St. Louis-area practices adopt medical home model, and other news
Five area primary-care practices are participating in a pilot project to improve care by adopting the patient-centered medical home model. The five practices are members of the St. Anthony’s Physician Organization, which is affiliated with 602-bed St. Anthony’s Medical Center in St. Louis. They will receive funding for a nurse to act as a care manager. Other personnel, such as a diabetes educator, will be available as well, and patients will have access to a secure online portal for communication with the practices, according to an e-mailed news release. The Missouri Foundation for Health Philanthropy has provided around $575,000 to CSI Solutions, Bethesda, Md., for the administration of 18-month learning collaboratives that offer information on transforming practices into medical homes.
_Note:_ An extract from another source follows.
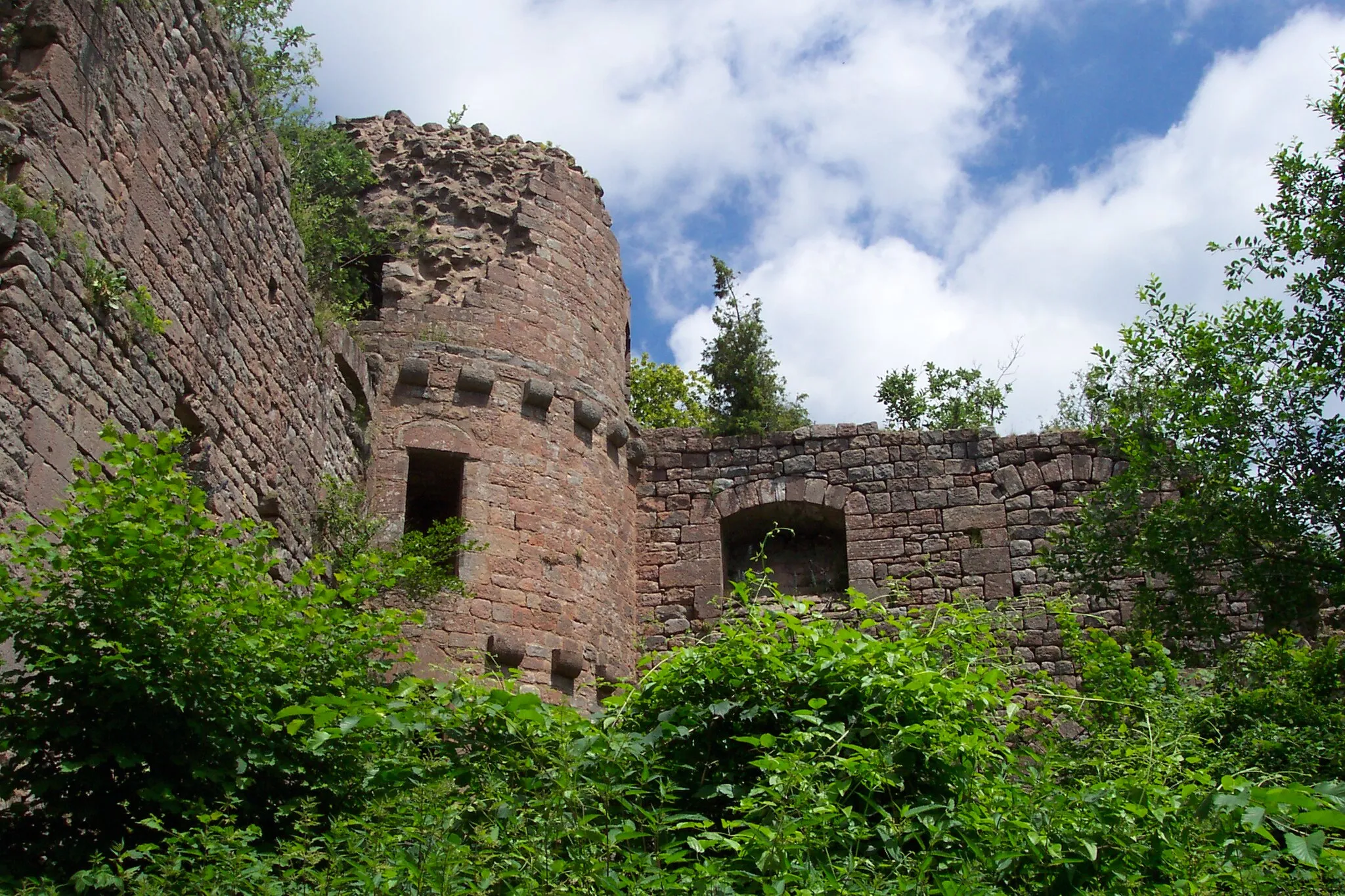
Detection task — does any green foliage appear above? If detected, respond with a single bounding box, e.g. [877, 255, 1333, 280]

The practices are staffed by 18 doctors, two physician assistants and two nurse practitioners. “The primary-care specialty becomes all- encompassing, as the physician looks to treat the physical, emotional, mental, psychological, sociological, economic and spiritual needs of the patient,” said practice administrator Ron Finnan in the release. “Can the physician, alone, provide all of this? Absolutely not. But the physician can be the quarterback for the rest of the healthcare team. It’s a partnership among physician, care manager, staff, patient and family.” ROSEMONT, Ill.—
Lifewatch Services reached an $18.5 million settlement with the government over allegations that the ambulatory health monitoring company filed false Medicare claims, the U.S. Justice Department announced. The company did not admit liability or wrongdoing in the settlement, which resolves two lawsuits filed under the whistle-blower provisions of the False Claims Act. Both complaints say Lifewatch filed fraudulent claims to Medicare for ambulatory cardiac telemetry services. Lifewatch allegedly knew those services weren’t eligible for Medicare reimbursements for patients with mild or moderate heart palpitations. The company used a false diagnostic code to have claims paid and also made claims for services in the form of fulltime employees to several hospitals and medical practices without charge, arrangements that amounted to kickbacks, according to the Justice Department. “The chief executive officer at Lifewatch as well as other corporate executives will be required to personally certify compliance with our five-year (corporate integrity agreement), which includes provisions to monitor Lifewatch’s claim submission process, sales force activities and relationships with some types of business referrals,” HHS Inspector General Daniel Levinson said in a prepared statement. Two former Lifewatch sales representatives filed the suits: One in 2009 in Washington, D.C., and another in 2011 in Ohio. Together they will receive $3.4 million with interest as their share of the settlement, according to the news release.